Transient receptor potential vanilloid channels (TRPVs) have been implicated in Ca2+ homeostasis and bone metabolism. In particular, TRPV4 deficiency was shown to cause sexual dimorphism in bone metabolism and osteoporotic fracture risk. Cortical bone structure was reported to be altered in male TRPV4 knock-out (TRPV4−/−) mice but not in female TRPV−/− mice compared to sex-matched wildtype (TRPV4+/+) animals.

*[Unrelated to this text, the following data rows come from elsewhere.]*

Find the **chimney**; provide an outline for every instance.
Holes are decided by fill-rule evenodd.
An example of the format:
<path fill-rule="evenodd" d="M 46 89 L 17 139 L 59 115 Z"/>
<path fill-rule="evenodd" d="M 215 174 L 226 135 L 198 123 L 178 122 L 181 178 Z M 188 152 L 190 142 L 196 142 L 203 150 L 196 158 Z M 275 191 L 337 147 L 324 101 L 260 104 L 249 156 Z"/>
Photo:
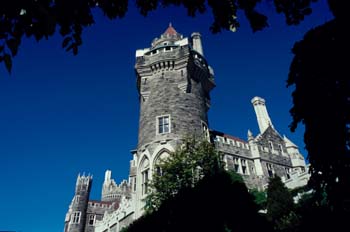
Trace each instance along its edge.
<path fill-rule="evenodd" d="M 264 133 L 269 126 L 273 128 L 271 119 L 267 113 L 265 100 L 261 97 L 254 97 L 251 102 L 254 106 L 256 118 L 258 120 L 260 134 Z"/>
<path fill-rule="evenodd" d="M 203 47 L 202 47 L 202 40 L 201 40 L 201 34 L 199 32 L 193 32 L 192 35 L 192 47 L 193 50 L 204 56 L 203 54 Z"/>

To gain knowledge on this sexual dimorphism, we studied the bone matrix mineralization density distribution (BMDD) based on quantitative backscatter electron imaging in cancellous and cortical femoral bone from six male and six female TRPV4−/− mice as well as from six male and six female TRPV4+/+ mice.
The results from trabecular metaphyseal (MS) and epiphyseal (ES) femoral bone showed that both TRPV4−/− male and TRPV4−/− female mice had a shift of their BMDD to lower calcium concentrations compared to sex-matched TRPV4+/+ animal groups. The typical degree of mineralization CaPeak (the peak position of the BMDD) was reduced in both sexes: MSCaPeak was decreased by −6.3% (P<0.001) and −4.3% (P<0.05) and ESCaPeak by −7.2 and −5.4% (both P<0.01) for male and female mice respectively. In contrast, in diaphyseal cortical (CT) bone, only the male TRPV4−/− revealed lower CTCaPeak −5.8% (P<0.01) compared to male TRPV4+/+ while in the female mice CTCaPeak was not affected by the TRPV4 genotype.
These BMDD findings are a further indication for sexual dimorphism by the TRPV4 genotype. In particular, cortical bone properties including mechanical performance, structure and mineralization are differentially affected in male and female TRPV4−/− mice.